Treatment of Typhoid Fever
The recommended first-line treatment for typhoid fever is ceftriaxone (50-80 mg/kg/day for 7-10 days) due to its high efficacy and suitability for severe infections, especially in areas with fluoroquinolone resistance. 1
Antibiotic Selection Algorithm
First-line Options:
Ceftriaxone: 50-80 mg/kg/day IV for 7-10 days
- Preferred for severe infections or when oral therapy isn't possible
- Effective against multidrug-resistant strains
- May have longer time to defervescence compared to fluoroquinolones
Azithromycin: 20 mg/kg/day orally once daily for 7 days
- Excellent option for children and pregnant women
- Lower relapse rates (<3%) compared to ceftriaxone (<8%)
- Particularly useful in areas with fluoroquinolone resistance
Ciprofloxacin: 750 mg orally twice daily for 14 days
- FDA-approved for typhoid fever 2
- Not recommended for cases originating from South Asia due to high resistance rates
- Contraindicated in children and pregnant women when alternatives are available
Treatment Selection Based on Resistance Patterns
| Strain Type | First Choice | Alternative Options |
|---|---|---|
| Fully sensitive | Azithromycin | Fluoroquinolones, chloramphenicol, amoxicillin, TMP-SMX |
| Multidrug-resistant | Ceftriaxone | Azithromycin, fluoroquinolones (if susceptible) |
| Quinolone-resistant | Azithromycin or ceftriaxone | Cefixime |
Clinical Response Monitoring
- Fever typically clears within 4 days with appropriate treatment 1
- Clinical improvement should occur within 48-72 hours of starting therapy
- If no improvement after 72 hours, consider:
- Alternative diagnosis
- Antimicrobial resistance
- Development of complications
- Need for surgical intervention (in case of intestinal perforation)
Special Populations
Children
- Ceftriaxone is preferred first-line therapy
- Azithromycin is an excellent alternative due to safety profile
- Avoid fluoroquinolones when possible due to risk of arthropathy
Pregnant Women
- Azithromycin is preferred first-line therapy
- Ceftriaxone is a safe alternative
- Avoid fluoroquinolones
Severe Disease/Complications
- Parenteral ceftriaxone is indicated
- Consider longer duration of therapy (14 days)
- Monitor for complications including intestinal perforation, gastrointestinal bleeding, and encephalopathy
Common Pitfalls to Avoid
Using fluoroquinolones empirically: Fluoroquinolone resistance is widespread, particularly in South Asia.
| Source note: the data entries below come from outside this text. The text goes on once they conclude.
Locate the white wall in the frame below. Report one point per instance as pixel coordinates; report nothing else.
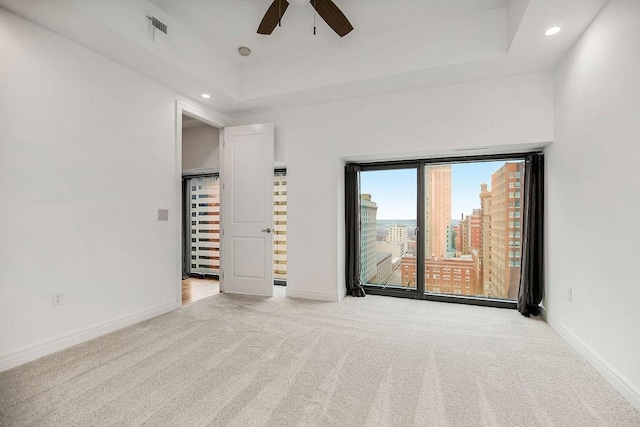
(200, 149)
(87, 156)
(505, 114)
(593, 197)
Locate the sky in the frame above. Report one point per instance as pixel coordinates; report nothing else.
(395, 190)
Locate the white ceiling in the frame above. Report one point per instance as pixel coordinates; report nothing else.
(396, 45)
(227, 24)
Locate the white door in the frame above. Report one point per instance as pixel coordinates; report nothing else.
(246, 174)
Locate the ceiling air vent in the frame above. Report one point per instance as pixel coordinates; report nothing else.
(156, 23)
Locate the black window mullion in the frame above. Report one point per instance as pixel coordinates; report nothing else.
(420, 250)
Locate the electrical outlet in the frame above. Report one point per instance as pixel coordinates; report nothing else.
(57, 298)
(163, 214)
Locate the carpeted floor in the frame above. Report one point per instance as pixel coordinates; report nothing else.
(233, 360)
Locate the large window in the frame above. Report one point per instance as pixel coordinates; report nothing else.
(461, 219)
(203, 231)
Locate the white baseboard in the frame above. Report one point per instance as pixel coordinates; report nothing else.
(43, 348)
(317, 296)
(621, 383)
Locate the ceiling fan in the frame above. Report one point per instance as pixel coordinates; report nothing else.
(327, 10)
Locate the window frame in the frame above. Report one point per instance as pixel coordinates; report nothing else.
(419, 165)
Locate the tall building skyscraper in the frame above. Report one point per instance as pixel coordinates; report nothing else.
(280, 225)
(438, 210)
(204, 212)
(398, 234)
(368, 237)
(506, 230)
(485, 238)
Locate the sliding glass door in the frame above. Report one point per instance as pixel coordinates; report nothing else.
(388, 226)
(448, 228)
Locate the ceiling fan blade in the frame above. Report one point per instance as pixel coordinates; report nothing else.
(333, 16)
(273, 16)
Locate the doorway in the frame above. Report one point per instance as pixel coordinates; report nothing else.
(201, 209)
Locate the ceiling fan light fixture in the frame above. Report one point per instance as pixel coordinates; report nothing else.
(551, 31)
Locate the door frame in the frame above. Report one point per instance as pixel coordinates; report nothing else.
(215, 121)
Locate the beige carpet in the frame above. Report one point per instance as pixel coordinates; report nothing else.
(232, 360)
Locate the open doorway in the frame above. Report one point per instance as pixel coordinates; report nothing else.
(201, 210)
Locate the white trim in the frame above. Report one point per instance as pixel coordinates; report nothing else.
(611, 374)
(317, 296)
(182, 108)
(46, 347)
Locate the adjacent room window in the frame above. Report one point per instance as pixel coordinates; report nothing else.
(205, 224)
(421, 219)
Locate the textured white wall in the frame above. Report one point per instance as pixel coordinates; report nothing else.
(200, 149)
(593, 196)
(87, 156)
(315, 141)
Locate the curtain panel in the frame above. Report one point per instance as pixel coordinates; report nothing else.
(352, 230)
(532, 270)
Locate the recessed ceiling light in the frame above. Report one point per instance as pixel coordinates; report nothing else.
(551, 31)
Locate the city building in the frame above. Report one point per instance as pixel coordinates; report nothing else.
(485, 238)
(438, 232)
(203, 196)
(280, 225)
(398, 234)
(368, 237)
(454, 276)
(396, 249)
(384, 268)
(506, 230)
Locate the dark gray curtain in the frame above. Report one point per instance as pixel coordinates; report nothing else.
(352, 227)
(532, 266)
(186, 236)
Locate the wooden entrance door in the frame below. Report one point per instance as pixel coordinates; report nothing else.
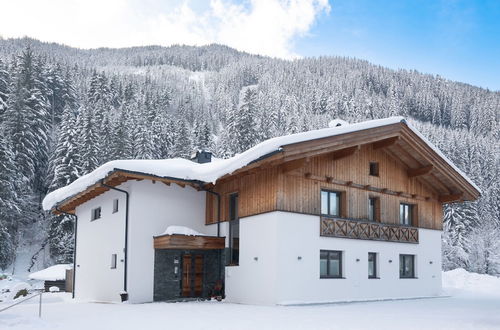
(192, 275)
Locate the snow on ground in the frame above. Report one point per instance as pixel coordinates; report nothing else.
(52, 273)
(475, 305)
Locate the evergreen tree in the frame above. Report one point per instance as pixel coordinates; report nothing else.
(9, 204)
(88, 140)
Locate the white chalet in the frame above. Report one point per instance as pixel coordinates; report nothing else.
(346, 213)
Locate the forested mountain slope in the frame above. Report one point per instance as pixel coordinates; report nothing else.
(65, 111)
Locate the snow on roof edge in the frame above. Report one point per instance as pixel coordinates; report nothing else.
(183, 169)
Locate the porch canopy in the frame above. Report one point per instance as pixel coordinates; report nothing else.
(188, 242)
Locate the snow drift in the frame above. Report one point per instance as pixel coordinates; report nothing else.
(52, 273)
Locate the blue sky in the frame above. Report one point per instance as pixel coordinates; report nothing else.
(459, 40)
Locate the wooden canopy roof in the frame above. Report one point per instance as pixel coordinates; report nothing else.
(398, 140)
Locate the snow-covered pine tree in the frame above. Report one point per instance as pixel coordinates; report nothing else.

Ceftriaxone or azithromycin are safer empiric choices.
Inadequate treatment duration: Shorter courses may lead to relapse. Complete the full 7-10 day course even if symptoms resolve earlier.
Failure to monitor for complications: Typhoid can cause serious complications including intestinal perforation and neurological manifestations.
Ignoring resistance patterns: Treatment should be guided by local resistance patterns and adjusted based on susceptibility testing.
Overlooking carriers: Some patients become chronic carriers after treatment. Food handlers and healthcare workers should be monitored for carriage.
Evidence Comparison
The evidence regarding ceftriaxone versus fluoroquinolones shows mixed results. While older studies suggested fluoroquinolones might have faster fever clearance 3, increasing resistance has limited their utility. A 2022 Cochrane review concluded that ceftriaxone is an effective treatment with few adverse effects, though it noted limitations in the available evidence 4.
When comparing ceftriaxone to azithromycin, the evidence suggests that ceftriaxone may result in faster defervescence (by approximately 0.5 days) but potentially higher relapse rates 1, 5.
Given the emergence of extensively drug-resistant typhoid strains in Pakistan and widespread fluoroquinolone resistance in South Asia 6, ceftriaxone remains a reliable first-line option, with azithromycin as an excellent alternative, particularly for oral therapy.